The most unfairly maligned of the Fast and Furious films, Lin and Morgan's franchise debut is an absolute delight from top to tail; a gleeful series oddball that both stands on its own and introduces a character so beloved the entire franchise timeline was reworked to bring him back. It's easy to see why people are resistant to the film; Tokyo Drift transports the action to Japan, leaving the family behind with an all-new cast of over-the-top high school characters. It also put the focus firmly on the street-racing and hinges on a lead character who is an absolutely unlikeable clown and maybe the worst driver in the world. Even so, the film takes strength in a simple plot, a star-making turn from Sung Kang, stylish direction from Lin, and the wise instinct to never take itself too seriously.

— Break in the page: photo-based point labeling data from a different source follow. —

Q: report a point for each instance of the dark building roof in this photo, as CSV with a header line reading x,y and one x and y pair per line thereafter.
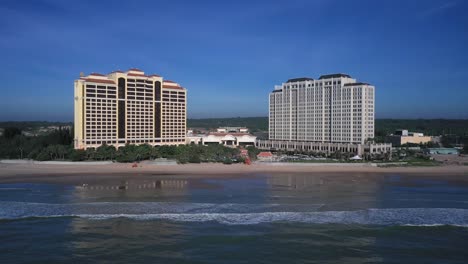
x,y
300,79
355,84
334,75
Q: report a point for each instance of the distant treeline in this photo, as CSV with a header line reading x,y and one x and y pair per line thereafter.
x,y
58,145
432,127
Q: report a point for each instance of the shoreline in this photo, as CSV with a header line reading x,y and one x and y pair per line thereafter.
x,y
75,173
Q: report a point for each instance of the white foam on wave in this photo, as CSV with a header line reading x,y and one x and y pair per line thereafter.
x,y
249,214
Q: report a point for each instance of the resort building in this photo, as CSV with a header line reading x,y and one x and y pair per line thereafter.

Toyko Drift stars Lucas Black as a rambunctious teenage rule breaker who is shipped off to live with his deadbeat dad in Tokyo, where he meets his street-racing mentor, Kang's Han "snack attack" Seoul-Oh, and learns a new way to live while he's learning a new way to drive. It's a full-on B-movie blast that's visually splendid, packed with kinetic races and chase scenes, and a playfully respectful riff on the street racing mentor dynamic established in the first film. Tokyo Drift fearlessly reinvents the franchise, and in doing so it manages to be a completely singular and somewhat detached film in the series, but one that also bizarrely became a crux of the narrative in retrospect. But make no mistake, all the hallmarks international audiences have come to love about the later Furious films are here, making it an essential entry in the franchise - and a delightful one in its own right.

1. Fast Five (2011)

Dwayne Johnson and Vin Diesel in Fast Five
Image via Universal

To watch Fast Five is to see a well-tuned machine firing on all cylinders. Lin and Morgan redefined the franchise with every installment they created together, but they reached the pinnacle with their third team-up, the fifth film in the Furious franchise. Fast Five finally gave Brian the opportunity to embrace his outlaw nature by leaving police work behind for good, and in the process, opened the door for Dwayne Johnson's Luke Hobbs, the walking tree trunk/superhuman that lands somewhere between hero and antagonist in his first appearance.

Johnson not only injected a welcome dose of new charisma to the ensemble that helped earned him the nickname "franchise Viagra", he was pitted against the best of the best from the previous Furious films -- Dom, Brian, Mia, Han, Gisele, Roman, Tej, Leo, Santos, and even Vince, who returned to the family for the first time since the 2001 original. After four films of rotating cast members, Fast Five cemented the idea of the family as a central tenet of the franchise with an excellently curated selection of the best players in the history of the team, each of whom came with established friendships, rivalries, and romances in their shared history.

Then there's the action, which remains the best in the Furious films to date. Following the poor reception of the CGI-heavy approach in Fast & Furious, Lin recruited Spiro Razatos and his stunt team to deliver a practical approach. And it just rules. The set pieces that followed may have become crazier and more outrageous, but they've never been more thrilling or effective than in Fast Five. At this point, the needle had officially tilted in favor of action spectacle over crime drama but hadn't yet fully abandoned the grasp on reality. The brilliant vault-towing climactic set-piece doesn't work without some appreciation for physics (even in the loosest sense), and it's all the better for it. When Hobbs loses his men, you feel the fire it lights in him. The sense of consequences makes the movie have weight, and the fact that the family is pulling that classic "one last job" to get out for good makes the tension even thicker. Fast Five isn't just the best Fast and Furious film; it's a modern action classic and one of the best blockbuster films of the last decade.